Distinct values of a column in current H2O frame¶
Syntax¶
_h2oframe unique columnname [if] [in] [, options]
options Description
-----------------------------------------------------------------------------------
clean display string values without compound double quotes
missing include missing values of columnname in calculation
separate(separator) separator to serve as punctuation for the values of returned
list; default is a space
-----------------------------------------------------------------------------------
Description¶
_h2oframe unique displays a list of the distinct values of the column columnname. columnname may not be a string column.
Options¶
clean displays string values without compound double quotes. By default, each distinct string value is displayed within compound double quotes, because these are the most general delimiters. If you know that the string values in columnname do not include embedded spaces or embedded quotes, then clean is an appropriate option. clean does not affect the display of values from numeric columns.
missing specifies that missing values of columnname be included in the calculation. The default is to exclude them.
separate(separator) specifies a separator to serve as punctuation for the values of the returned list. The default is a space. A useful alternative is a comma.
Remarks¶
_h2oframe unique serves two different functions. First, it gives a compact display of the distinct values of columnname. More commonly, it is useful when you desire to cycle through the distinct values of columnname with (for example) foreach. _h2oframe unique leaves behind a list in r(uniques) that may be used in a subsequent command.

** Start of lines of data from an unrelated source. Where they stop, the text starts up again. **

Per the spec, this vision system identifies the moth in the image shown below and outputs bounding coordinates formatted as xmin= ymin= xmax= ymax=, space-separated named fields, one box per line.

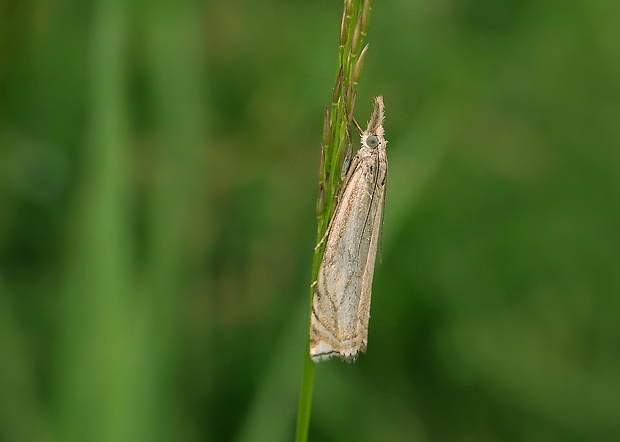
xmin=310 ymin=96 xmax=388 ymax=362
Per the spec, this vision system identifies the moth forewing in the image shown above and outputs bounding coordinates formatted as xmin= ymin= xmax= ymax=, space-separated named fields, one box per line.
xmin=310 ymin=97 xmax=387 ymax=362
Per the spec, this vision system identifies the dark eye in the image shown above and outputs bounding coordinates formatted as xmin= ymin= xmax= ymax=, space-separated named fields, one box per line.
xmin=366 ymin=135 xmax=379 ymax=147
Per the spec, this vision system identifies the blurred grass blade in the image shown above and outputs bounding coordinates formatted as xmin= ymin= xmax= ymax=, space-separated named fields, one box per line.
xmin=140 ymin=0 xmax=207 ymax=440
xmin=58 ymin=0 xmax=135 ymax=441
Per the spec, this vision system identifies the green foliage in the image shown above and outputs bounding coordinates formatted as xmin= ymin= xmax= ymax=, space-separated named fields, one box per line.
xmin=0 ymin=0 xmax=620 ymax=442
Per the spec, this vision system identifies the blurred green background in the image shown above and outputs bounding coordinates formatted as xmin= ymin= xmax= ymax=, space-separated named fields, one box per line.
xmin=0 ymin=0 xmax=620 ymax=442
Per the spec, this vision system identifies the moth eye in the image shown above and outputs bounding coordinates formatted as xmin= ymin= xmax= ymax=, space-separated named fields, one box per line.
xmin=366 ymin=135 xmax=379 ymax=147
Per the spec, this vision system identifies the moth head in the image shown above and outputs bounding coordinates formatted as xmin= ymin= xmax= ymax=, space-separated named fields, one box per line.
xmin=362 ymin=133 xmax=381 ymax=149
xmin=361 ymin=96 xmax=386 ymax=149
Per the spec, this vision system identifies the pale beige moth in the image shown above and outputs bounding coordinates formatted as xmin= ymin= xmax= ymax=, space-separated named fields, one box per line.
xmin=310 ymin=97 xmax=388 ymax=362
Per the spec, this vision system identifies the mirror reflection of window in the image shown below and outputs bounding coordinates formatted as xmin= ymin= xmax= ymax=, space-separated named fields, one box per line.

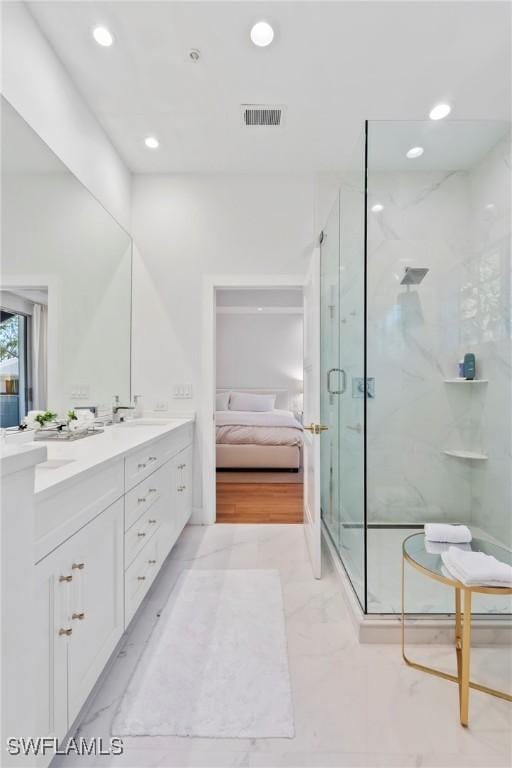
xmin=0 ymin=287 xmax=48 ymax=429
xmin=0 ymin=308 xmax=28 ymax=427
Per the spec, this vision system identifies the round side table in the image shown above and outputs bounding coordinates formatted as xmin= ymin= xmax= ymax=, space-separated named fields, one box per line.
xmin=402 ymin=533 xmax=512 ymax=726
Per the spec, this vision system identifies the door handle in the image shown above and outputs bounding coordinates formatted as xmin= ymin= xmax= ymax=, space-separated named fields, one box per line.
xmin=327 ymin=368 xmax=347 ymax=395
xmin=304 ymin=423 xmax=329 ymax=435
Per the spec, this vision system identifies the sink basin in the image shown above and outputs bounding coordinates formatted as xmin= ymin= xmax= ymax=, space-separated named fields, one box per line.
xmin=117 ymin=419 xmax=172 ymax=427
xmin=37 ymin=459 xmax=75 ymax=469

_h2oframe unique may hit the limits imposed by your Stata. However, it is typically used when the number of distinct values of columnname is not extremely large.
Examples¶
. sysuse auto
. _h2oframe put, into(auto)
. _h2oframe change auto
. _h2oframe unique rep78
. display "`r(uniques)'"
. _h2oframe unique rep78, sep(,)
. display "`r(uniques)'"
Stored results¶
_h2oframe unique stores the following in r():
Scalar
r(r) number of distinct values
Macro
r(uniques) list of distinct values